Günümüz Türkiye’sinde çok önemli bir okumuş-yazmış eğitimli kitle Ermeni Tehcirini kabaca şöyle anlayıp yorumlamaktadır: “Ermeniler ile gül gibi yaşıyorduk. İttihatçılar iktidara geldi. 24 Nisan 1915’de Tehcir kararı alındı. Ermeniler yerle yeksan oldu.” Yazarın tehcir kararından 4 ay önce, 24 Aralık 1914’te yazdığı satırları Ali Rıza Bey’in öngörüsü olarak yorumlanabilir.
“Öyle ya, her gün firar eden Ermenilerden haber alacağı tabii değil midir? Harbin sonunda acaba Ermenilere bir şey yapılmayacak mı? Yine kardeş, vatandaş olacak mıyız? Kendi hesabıma hayır! (s.105, 135)
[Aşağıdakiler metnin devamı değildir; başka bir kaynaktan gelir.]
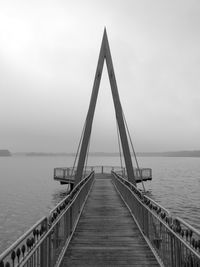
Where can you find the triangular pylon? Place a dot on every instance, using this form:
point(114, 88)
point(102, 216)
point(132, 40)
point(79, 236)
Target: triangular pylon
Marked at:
point(105, 55)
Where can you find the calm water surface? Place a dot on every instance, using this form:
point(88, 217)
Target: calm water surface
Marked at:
point(28, 191)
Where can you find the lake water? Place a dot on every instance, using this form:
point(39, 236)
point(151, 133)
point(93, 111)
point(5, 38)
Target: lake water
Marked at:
point(28, 191)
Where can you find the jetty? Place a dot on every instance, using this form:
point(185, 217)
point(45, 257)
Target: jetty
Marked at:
point(106, 220)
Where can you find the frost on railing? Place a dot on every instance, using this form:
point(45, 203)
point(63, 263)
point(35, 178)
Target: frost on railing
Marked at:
point(176, 243)
point(67, 174)
point(43, 243)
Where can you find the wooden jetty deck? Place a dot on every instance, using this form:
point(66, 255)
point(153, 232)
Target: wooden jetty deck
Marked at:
point(106, 234)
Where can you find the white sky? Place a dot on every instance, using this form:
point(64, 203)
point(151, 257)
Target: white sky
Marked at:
point(48, 57)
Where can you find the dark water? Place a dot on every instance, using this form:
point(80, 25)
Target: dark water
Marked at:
point(28, 191)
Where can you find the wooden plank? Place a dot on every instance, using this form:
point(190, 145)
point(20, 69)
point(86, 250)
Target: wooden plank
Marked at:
point(106, 234)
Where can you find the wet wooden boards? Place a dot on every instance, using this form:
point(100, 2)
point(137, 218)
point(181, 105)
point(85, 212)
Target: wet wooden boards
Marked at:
point(106, 234)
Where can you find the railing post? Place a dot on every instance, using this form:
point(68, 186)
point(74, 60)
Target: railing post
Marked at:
point(44, 249)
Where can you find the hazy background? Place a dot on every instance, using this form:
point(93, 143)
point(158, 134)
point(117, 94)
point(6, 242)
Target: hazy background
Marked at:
point(48, 56)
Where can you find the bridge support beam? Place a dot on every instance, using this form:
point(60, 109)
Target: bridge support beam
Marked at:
point(105, 54)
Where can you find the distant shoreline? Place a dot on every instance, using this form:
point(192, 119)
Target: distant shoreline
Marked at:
point(192, 153)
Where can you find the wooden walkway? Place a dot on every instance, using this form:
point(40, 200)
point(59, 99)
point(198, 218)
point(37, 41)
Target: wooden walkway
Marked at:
point(106, 234)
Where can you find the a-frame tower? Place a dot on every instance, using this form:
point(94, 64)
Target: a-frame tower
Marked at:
point(105, 55)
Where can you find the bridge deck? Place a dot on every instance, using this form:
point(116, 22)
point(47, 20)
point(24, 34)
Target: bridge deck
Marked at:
point(106, 234)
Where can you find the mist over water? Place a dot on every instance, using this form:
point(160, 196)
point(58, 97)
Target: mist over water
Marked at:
point(28, 191)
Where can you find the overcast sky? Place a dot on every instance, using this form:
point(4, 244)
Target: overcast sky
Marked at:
point(48, 57)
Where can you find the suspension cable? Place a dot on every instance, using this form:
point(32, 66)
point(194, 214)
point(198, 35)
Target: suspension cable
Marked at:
point(87, 154)
point(137, 164)
point(119, 144)
point(78, 149)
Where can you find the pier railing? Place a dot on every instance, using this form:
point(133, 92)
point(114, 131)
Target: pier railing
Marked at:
point(43, 244)
point(175, 242)
point(64, 173)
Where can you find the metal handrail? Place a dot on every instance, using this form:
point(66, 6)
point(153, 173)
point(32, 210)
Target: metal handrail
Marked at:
point(164, 233)
point(41, 244)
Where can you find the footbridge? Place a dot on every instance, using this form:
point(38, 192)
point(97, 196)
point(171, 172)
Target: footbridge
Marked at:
point(106, 220)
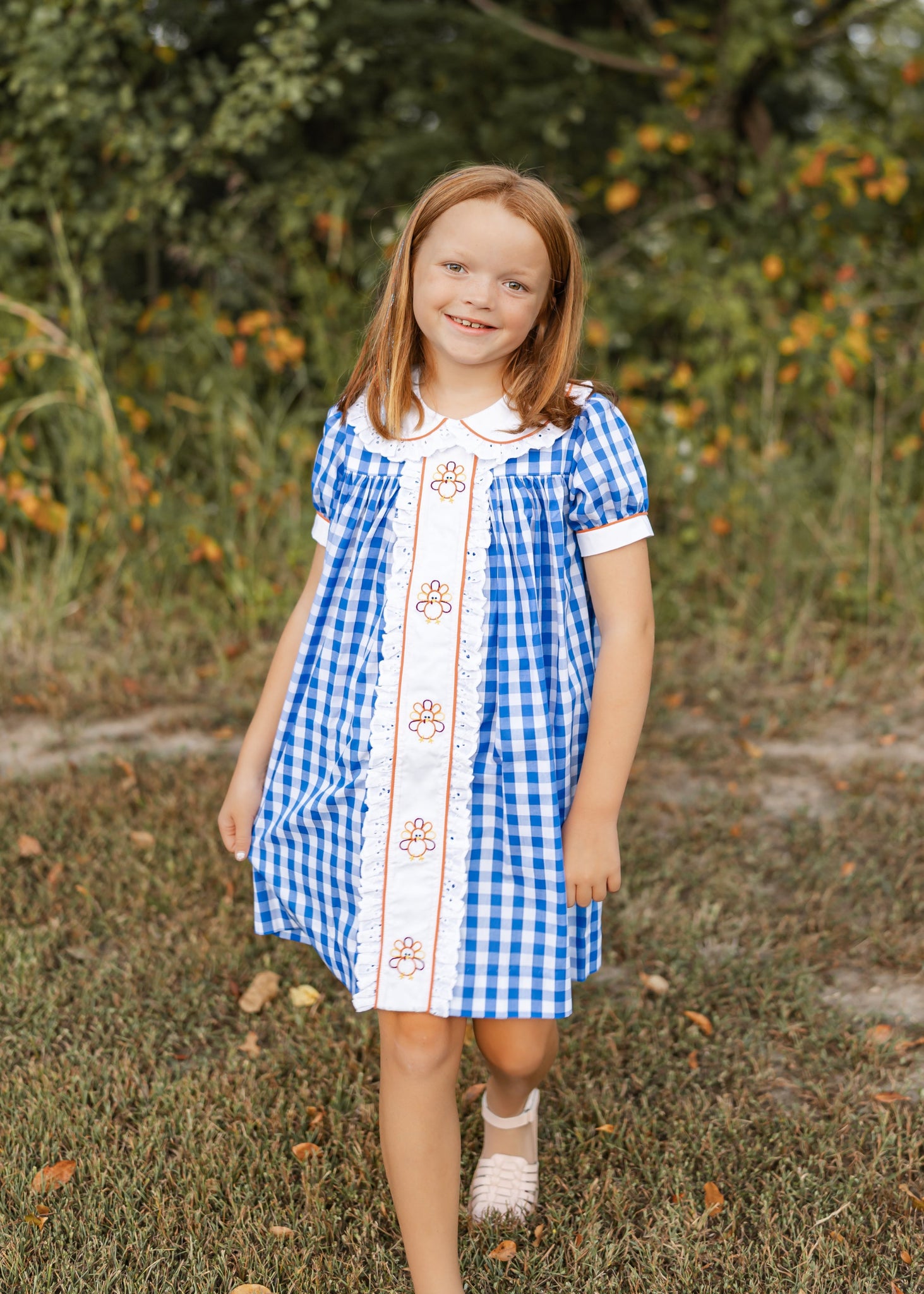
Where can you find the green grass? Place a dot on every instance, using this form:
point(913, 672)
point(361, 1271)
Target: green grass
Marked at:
point(184, 1164)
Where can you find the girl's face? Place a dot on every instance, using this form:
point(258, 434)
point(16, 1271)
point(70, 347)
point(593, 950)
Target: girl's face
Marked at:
point(482, 276)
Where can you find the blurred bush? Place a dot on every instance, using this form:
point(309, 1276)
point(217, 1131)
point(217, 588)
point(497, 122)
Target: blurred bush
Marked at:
point(196, 203)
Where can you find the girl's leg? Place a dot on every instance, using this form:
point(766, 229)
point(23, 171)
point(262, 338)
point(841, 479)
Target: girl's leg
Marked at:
point(519, 1055)
point(419, 1133)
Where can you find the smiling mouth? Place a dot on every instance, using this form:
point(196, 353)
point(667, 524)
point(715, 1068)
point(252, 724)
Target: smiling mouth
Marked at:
point(471, 324)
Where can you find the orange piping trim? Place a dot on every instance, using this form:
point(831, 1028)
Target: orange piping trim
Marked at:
point(452, 733)
point(398, 728)
point(425, 434)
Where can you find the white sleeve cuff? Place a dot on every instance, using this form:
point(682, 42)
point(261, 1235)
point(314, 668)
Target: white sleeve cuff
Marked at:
point(614, 535)
point(319, 531)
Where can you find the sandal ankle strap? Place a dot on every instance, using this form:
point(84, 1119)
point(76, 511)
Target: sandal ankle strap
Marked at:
point(512, 1121)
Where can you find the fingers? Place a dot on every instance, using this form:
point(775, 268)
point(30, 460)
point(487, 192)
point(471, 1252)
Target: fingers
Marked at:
point(587, 893)
point(234, 837)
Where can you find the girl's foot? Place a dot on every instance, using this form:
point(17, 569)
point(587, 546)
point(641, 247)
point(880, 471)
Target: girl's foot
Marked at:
point(508, 1183)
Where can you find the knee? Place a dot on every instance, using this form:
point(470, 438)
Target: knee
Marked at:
point(417, 1044)
point(518, 1054)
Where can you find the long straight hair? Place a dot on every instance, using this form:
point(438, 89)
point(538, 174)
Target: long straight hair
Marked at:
point(537, 373)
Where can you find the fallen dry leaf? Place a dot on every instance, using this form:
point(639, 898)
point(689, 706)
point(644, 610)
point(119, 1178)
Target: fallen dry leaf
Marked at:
point(54, 1175)
point(702, 1021)
point(129, 779)
point(250, 1046)
point(304, 995)
point(654, 984)
point(908, 1043)
point(471, 1094)
point(263, 989)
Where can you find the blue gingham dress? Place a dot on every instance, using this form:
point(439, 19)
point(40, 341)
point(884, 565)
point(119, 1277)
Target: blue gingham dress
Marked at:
point(551, 499)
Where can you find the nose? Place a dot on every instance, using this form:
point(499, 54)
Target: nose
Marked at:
point(478, 293)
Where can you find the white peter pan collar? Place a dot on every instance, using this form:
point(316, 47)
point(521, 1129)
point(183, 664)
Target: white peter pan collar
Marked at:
point(492, 434)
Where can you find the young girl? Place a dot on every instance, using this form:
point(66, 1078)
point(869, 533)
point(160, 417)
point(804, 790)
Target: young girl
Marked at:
point(428, 792)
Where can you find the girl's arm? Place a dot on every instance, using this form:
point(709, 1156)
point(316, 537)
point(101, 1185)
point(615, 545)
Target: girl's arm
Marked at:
point(620, 589)
point(246, 786)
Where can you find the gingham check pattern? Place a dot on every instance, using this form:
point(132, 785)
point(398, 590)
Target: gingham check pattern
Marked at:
point(520, 945)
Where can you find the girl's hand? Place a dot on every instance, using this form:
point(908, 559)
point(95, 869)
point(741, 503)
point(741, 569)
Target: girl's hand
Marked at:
point(592, 859)
point(236, 818)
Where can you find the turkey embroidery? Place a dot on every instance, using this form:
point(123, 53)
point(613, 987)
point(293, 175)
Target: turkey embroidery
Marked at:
point(428, 720)
point(407, 957)
point(417, 838)
point(434, 601)
point(448, 481)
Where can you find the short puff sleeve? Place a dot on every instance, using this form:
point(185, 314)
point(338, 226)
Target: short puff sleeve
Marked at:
point(325, 475)
point(609, 488)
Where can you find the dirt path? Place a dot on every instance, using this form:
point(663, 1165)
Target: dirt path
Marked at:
point(33, 746)
point(787, 777)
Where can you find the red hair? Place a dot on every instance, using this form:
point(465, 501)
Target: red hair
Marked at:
point(537, 373)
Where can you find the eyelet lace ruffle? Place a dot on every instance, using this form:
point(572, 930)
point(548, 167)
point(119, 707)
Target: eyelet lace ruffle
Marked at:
point(451, 434)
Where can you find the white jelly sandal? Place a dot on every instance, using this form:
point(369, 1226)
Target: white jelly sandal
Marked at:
point(507, 1183)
Günlük tutma alışkanlığı, doğu toplumlarında çok yaygın olmadığı bilinen bir durumdur. Bunun onlarca sebebi vardır belki de. Bir sebep de kuşkusuz şu olsa gerek. Günahlarını, yanlışlarını yazdığında toplumdan yiyeceği zılgıt, mahalle baskısı karşısına en büyük engel olarak çıkmaktadır. Türkçede yayımlanan günlüklerde dahi bu durum göz önünde bulundurularak kaleme alınmaktadır. Bu eserin diğer günlüklerden bir farkı da bu olsa gerek. Yazar, zaman zaman yediği rüşvetleri dahi yazar.
Tarihi sadece galipler-mağluplar, istatistikler üzerinden okumak istemeyenler için, elimizdeki günlükler çok önemli veriler içermektedir. Özellikle de yazarın çıplak gözlemleri sıcağı sıcağına olup, hemen hemen gördüğü her şeyi eğip bükmeden kaleme almış olması bu değeri eseri kılmaktadır. Günlüklerde genelde savaşa, özelde Sarıkamış Harekâtı’na dair acımasızlıklar ve yaşanmışlıklara dair malzeme oldukça fazladır. I. sınıf bir günlük olduğunu ve döneme ilgi duyan herkesin istifade edebileceğini iddia edebiliriz.